Page Type Page Type: Trip Report
Location Lat/Lon: 40.61395°N / 111.6925°W
Date Date Climbed/Hiked: Jul 4, 2000
Activities Activities: Mountaineering
Seasons Season: Summer

Sundial Peak, Eleventh Hour Route

This was a memorable, exciting mountaineering adventure complete with route finding and weather challenges as well as a variety of climbing challenges.
The eleventh hour route is three to four pitches and is rated at 5.8. Tyler and I found most of the climbing to be in the 5.6 to 5.7 range, but there were several more difficult moves on thin protection that got the adrenaline going. The first pitch runs up from the pine trees on the north/northwest corner. You can climb up various lines in one or two pitches to a large ledge. From here, move up and right around the corner into a large, easy dihedral. You can either continue up the dihedral to a ledge or cut right over a bulge. Either way provides thirty or forty feet of challenging moves near the top. The third pitch then moves up and right for about fifty feet and then back left to the summit. The direction went, there was a scary thin and exposed move up a small finger crack to a sloper ledge. Tyler was slipping and sliding off the thing when he noticed an old piton hammered into the ledge. He slammed a draw in a clipped it faster than was visible to the human eye. It was funny to watch, but he would have fallen on a very small nut, and over a very exposed face. The pucker factor was high on that part of the final pitch. After the thin crack, the route curved back to the left and up to the summit.
The true summit stood several hundred feet above. It was then just a short scramble to the summit and two rappels with a 70 meter rope to get off. Scramble down the east side to the trees to rap off. There is a scary looking old dead tree with webbing on it, but we chose to move further down the tree line and found webbing on trees that were alive. We replaced some webbing, so as of this writing there is new webbing on the descent of a very steep gully on the east side in the trees.

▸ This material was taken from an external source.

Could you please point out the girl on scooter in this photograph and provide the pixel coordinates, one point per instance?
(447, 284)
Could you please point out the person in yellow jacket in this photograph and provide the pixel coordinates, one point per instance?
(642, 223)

Overall it was a great climb with a variety of challenges. Right as we cleaned up camp a thunderstorm blew in making the hike out absolutly miserable. Oh well, lucky timing I guess and everything can't be perfect. At least the rain knocked out the mosquitos for a while. I highly suggest this climb, but please respect the rules of the area: No fires, no animals (except climbers), and so swimming. The area is a watershed and I have personally seem many a moron breaking these rules. It is a beautiful area and it needs out protection if we are going to make use of it.